Published: 28 September 2010

Abstract

Background

Cholangiocarcinoma is a serious public health in Thailand with increasing incidence and mortality rates. The present study aimed to investigate cytotoxic activities of crude ethanol extracts of a total of 28 plants and 5 recipes used in Thai folklore medicine against human cholangiocarcinoma (CL-6), human laryngeal (Hep-2), and human hepatocarcinoma (HepG2) cell lines in vitro.

Methods

Cytotoxic activity of the plant extracts against the cancerous cell lines compared with normal cell line (renal epithelial cell: HRE) were assessed using MTT assay. 5-fluorouracil was used as a positive control.
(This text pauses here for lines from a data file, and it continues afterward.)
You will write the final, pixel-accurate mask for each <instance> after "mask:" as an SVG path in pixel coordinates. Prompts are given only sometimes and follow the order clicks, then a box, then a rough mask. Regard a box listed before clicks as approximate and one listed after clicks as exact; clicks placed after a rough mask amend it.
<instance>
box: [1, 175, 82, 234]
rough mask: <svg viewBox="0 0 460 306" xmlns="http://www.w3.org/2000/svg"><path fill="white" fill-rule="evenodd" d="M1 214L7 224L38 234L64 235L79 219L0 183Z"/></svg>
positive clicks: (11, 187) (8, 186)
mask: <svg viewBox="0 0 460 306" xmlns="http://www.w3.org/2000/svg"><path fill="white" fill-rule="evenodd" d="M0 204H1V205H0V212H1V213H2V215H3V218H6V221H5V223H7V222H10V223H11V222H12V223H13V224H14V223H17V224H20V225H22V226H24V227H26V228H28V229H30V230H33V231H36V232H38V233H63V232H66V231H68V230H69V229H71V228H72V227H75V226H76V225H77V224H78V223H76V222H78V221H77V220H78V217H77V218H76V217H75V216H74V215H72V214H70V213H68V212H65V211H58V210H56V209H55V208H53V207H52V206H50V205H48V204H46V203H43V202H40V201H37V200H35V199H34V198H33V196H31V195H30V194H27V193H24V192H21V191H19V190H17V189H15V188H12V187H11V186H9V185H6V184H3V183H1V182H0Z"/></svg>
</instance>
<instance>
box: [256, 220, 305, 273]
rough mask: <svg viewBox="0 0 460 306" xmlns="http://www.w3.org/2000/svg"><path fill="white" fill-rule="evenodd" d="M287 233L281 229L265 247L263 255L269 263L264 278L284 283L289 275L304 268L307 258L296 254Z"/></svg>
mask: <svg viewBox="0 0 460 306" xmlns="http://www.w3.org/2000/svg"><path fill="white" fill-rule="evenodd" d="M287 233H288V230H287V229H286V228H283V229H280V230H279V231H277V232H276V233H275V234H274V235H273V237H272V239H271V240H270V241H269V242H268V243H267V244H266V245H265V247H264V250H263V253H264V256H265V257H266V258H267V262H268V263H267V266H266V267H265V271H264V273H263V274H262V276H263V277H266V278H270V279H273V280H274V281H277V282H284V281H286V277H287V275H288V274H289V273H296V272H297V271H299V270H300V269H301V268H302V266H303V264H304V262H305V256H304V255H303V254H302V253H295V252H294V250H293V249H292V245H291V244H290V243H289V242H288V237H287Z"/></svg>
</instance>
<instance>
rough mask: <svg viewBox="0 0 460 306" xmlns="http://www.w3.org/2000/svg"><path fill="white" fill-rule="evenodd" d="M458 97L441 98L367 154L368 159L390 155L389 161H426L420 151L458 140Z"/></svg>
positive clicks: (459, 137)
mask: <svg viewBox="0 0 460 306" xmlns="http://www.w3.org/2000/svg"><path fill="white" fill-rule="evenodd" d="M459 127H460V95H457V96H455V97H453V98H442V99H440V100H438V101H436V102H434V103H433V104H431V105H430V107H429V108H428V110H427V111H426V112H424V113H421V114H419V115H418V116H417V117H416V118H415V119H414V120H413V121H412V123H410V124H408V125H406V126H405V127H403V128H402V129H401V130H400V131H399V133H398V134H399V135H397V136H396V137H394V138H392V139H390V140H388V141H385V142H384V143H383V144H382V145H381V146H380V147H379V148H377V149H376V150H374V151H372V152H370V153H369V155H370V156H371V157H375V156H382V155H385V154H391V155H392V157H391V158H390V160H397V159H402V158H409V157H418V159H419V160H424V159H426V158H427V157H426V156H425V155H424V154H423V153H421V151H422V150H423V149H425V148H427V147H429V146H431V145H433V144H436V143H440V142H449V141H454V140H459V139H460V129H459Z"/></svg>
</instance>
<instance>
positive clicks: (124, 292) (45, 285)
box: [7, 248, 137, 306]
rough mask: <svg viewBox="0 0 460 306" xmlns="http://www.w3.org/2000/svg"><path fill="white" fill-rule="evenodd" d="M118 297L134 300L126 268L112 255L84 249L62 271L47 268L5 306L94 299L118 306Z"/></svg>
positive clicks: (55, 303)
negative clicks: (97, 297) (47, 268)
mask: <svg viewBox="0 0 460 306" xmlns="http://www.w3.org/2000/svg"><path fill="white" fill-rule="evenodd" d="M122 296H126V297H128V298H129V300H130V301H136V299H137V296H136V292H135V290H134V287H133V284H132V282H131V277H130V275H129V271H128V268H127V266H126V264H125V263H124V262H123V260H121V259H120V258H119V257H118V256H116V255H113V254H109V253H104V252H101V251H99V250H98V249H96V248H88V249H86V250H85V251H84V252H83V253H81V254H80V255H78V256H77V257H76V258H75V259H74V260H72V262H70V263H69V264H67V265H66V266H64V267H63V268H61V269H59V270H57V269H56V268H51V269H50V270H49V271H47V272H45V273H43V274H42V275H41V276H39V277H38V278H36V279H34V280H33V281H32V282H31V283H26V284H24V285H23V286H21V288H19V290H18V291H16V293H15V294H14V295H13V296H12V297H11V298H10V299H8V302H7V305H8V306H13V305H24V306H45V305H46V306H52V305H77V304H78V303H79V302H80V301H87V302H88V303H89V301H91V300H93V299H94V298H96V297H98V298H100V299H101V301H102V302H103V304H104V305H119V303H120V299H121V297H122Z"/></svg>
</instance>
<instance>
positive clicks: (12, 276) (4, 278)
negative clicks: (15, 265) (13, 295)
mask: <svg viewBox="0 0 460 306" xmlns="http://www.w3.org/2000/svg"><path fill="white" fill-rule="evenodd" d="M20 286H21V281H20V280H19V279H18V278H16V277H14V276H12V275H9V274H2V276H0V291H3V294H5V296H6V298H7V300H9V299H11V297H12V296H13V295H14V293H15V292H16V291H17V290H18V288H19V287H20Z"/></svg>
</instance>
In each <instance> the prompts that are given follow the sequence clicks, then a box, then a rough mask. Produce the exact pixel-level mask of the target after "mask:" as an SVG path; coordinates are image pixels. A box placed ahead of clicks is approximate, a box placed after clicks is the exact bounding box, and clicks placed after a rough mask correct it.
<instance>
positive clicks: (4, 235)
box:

The IC50 (concentration that inhibits cell growth by 50%) and the selectivity index (SI) were calculated.

Results

The extracts from seven plant species (Atractylodes lancea, Kaempferia galangal, Zingiber officinal, Piper chaba, Mesua ferrea, Ligusticum sinense, Mimusops elengi) and one folklore recipe (Pra-Sa-Prao-Yhai) exhibited promising activity against the cholangiocarcinoma CL-6 cell line with survival of less than 50% at the concentration of 50 μg/ml. Among these, the extracts from the five plants and one recipe (Atractylodes lancea, Kaempferia galangal, Zingiber officinal, Piper chaba, Mesua ferrea, and Pra-Sa-Prao-Yhai recipe) showed potent cytotoxic activity with mean IC50 values of 24.09, 37.36, 34.26, 40.74, 48.23 and 44.12 μg/ml, respectively. All possessed high activity against Hep-2 cell with mean IC50 ranging from 18.93 to 32.40 μg/ml. In contrast, activity against the hepatoma cell HepG2 varied markedly; mean IC50 ranged from 9.67 to 115.47 μg/ml. The only promising extract was from Zingiber officinal (IC50 = 9.67 μg/ml). The sensitivity of all the four cells to 5-FU also varied according to cell types, particularly with CL-6 cell (IC50 = 757 micromolar). The extract from Atractylodes lancea appears to be both the most potent and most selective against cholangiocarcinoma (IC50 = 24.09 μg/ml, SI = 8.6).

Conclusions

The ethanolic extracts from five plants and one folklore recipe showed potent cytotoxic activity against CL-6 cell. Sensitivity to other cancerous cell lines varied according to cell types and the hepatocarcinoma cell line. HepG2 appears to be the most resistant to the tested extracts.